DETROIT, Sept 18 - Underpowered and unprofitable, a generation of small cars from Detroit has sputtered in the marketplace.
"Among other pejorative terms, dealers have sometimes referred to subcompacts as beer cans -- meaning it's a bunch of metal and not much more," veteran auto investor and executive Jerry York told the Reuters Autos Summit in Detroit this week.
But as General Motors Corp and Ford Motor Co, work to roll out revamped, fuel-efficient cars starting in 2010, they also are trying to strike a balance between the need for economy and the American craving for horsepower.
The result appears to be a boom-in-the-making for turbo suppliers led by Honeywell International Inc and BorgWarner Inc, which together control 80 percent of the global market, executives and analysts say.
A turbocharger is an engine add-on that coaxes greater power out of smaller engines. Essentially, a car equipped with a turbocharged engine can get the fuel economy of a smaller four-cylinder engine combined with the power of a six-cylinder.
While the auto industry's high-profile rush to develop new electric vehicles grab headlines, high battery costs mean the mass-market adoption of those alternatives is years away.
In the meantime, turbochargers, which improve the efficiency of standard engines by up to 20 percent, could emerge as a standout area of growth in a slumping industry.
"There's so much opportunity to improve the fuel efficiency and C02 reduction by turbocharging the engines," Ford Chief Executive Alan Mulally told Reuters.
"The foundation right now of sustainability and fuel efficiency improvement and reduction of CO2 is going to be based on the internal combustion engine as we know it today, but with some tremendous improvements," he said.
Lehman Brothers analyst Brian Johnson estimates that the share of turbocharged gasoline engines in the U.S market -- now just 3 percent -- could grow more than sixfold to near 20 percent by 2013.
Including diesel engines, just 6 percent of vehicles on U.S. roads are turbocharged, compared to nearly 50 percent in Europe, according to Honeywell.
That skew has reflected the American preference for bigger engines. The average engine size is about 3.4 liters in the United States, compared to 1.5 liters in Asia and 1.7 liters in Europe, according to industry statistics.
But the American auto market has been roiled by record fuel prices this year, and consumers have pulled away from once-popular SUVs and pickup trucks at a record rate.
Overall auto sales are down 11 percent through August. But truck sales have fallen 19 percent, while sales of passenger cars are off just 2 percent.
Honeywell is in talks with GM about providing turbochargers for gas engines, the head of the diversified manufacturer's transportation systems unit, Adriane Brown, told Reuters.
Shares of BorgWarner and Honeywell have outperformed other suppliers at a time when the U.S. auto market has slumped to 15-year lows.
Shares of BorgWarner and Honeywell are off 25 percent and 30 percent, respectively so far this year. By contrast. Tenneco has fallen 42 percent, Lear Corp has lost 53 percent and American Axle & Manufacturing Holdings is off 60 percent so far this year.
BRIDGING THE GAP
Automakers are racing to roll out new fuel-saving technology to meet customer and regulatory demands.
GM plans to bring to market its heavily-touted plug-in Chevrolet Volt in late 2010 and Toyota Motor Corp is working on its own plug-in hybrid.

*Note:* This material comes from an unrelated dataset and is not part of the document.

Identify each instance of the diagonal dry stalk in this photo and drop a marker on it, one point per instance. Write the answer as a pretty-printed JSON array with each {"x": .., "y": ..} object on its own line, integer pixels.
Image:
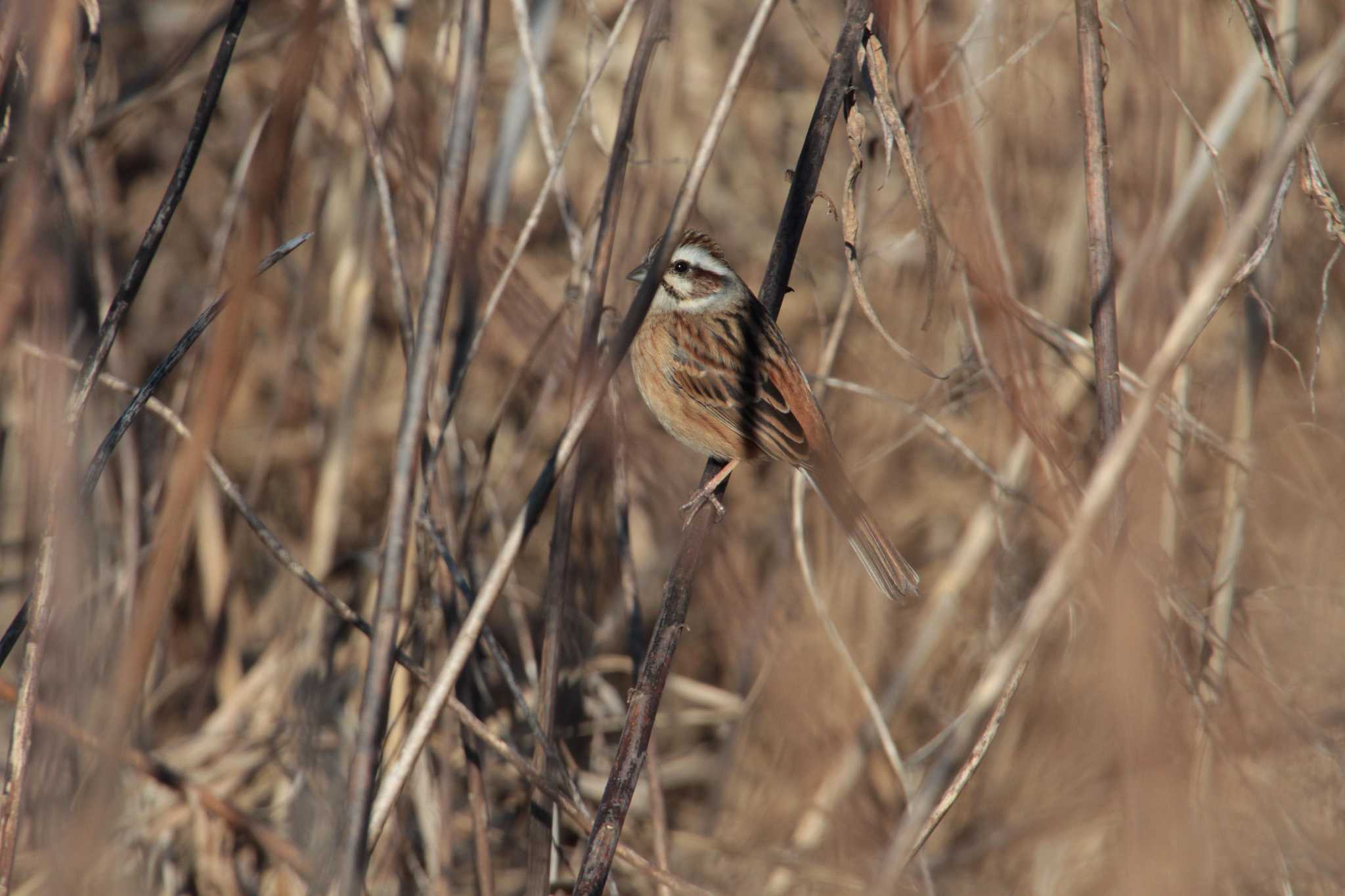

But analysts see a slow take-off of those vehicles, partly due to the high cost of batteries needed to power the vehicles.
Turbochargers add about $700-850 to the price of a vehicle, while batteries for traditional hybrids add between $3,000 to $5,000. The rechargeable battery for a plug-in adds up to $10,000 to the cost of the vehicle, analysts say.
A turbocharged, 1.4-liter engine will power GM's new small car, the Chevy Cruze, due for launch in 2010.
Ford also has reached agreements with Honeywell and BorgWarner to provide turbochargers for the automaker's next-generation of "EcoBoost" engines.
"We are looking at four-cylinder turbos for a lot of products, especially entry-level products, smaller cars," said Ed Peper, who heads GM's flagship Chevrolet brand.
"I think it's very important because we need to get the fuel economy and performance at the same time," Peper said.
Jerry York was formerly Chrysler's chief financial officer during the company's last financial crisis in the early 1990s and is currently advising billionaire investor Kirk Kerkorian on his $1 billion investment in Ford.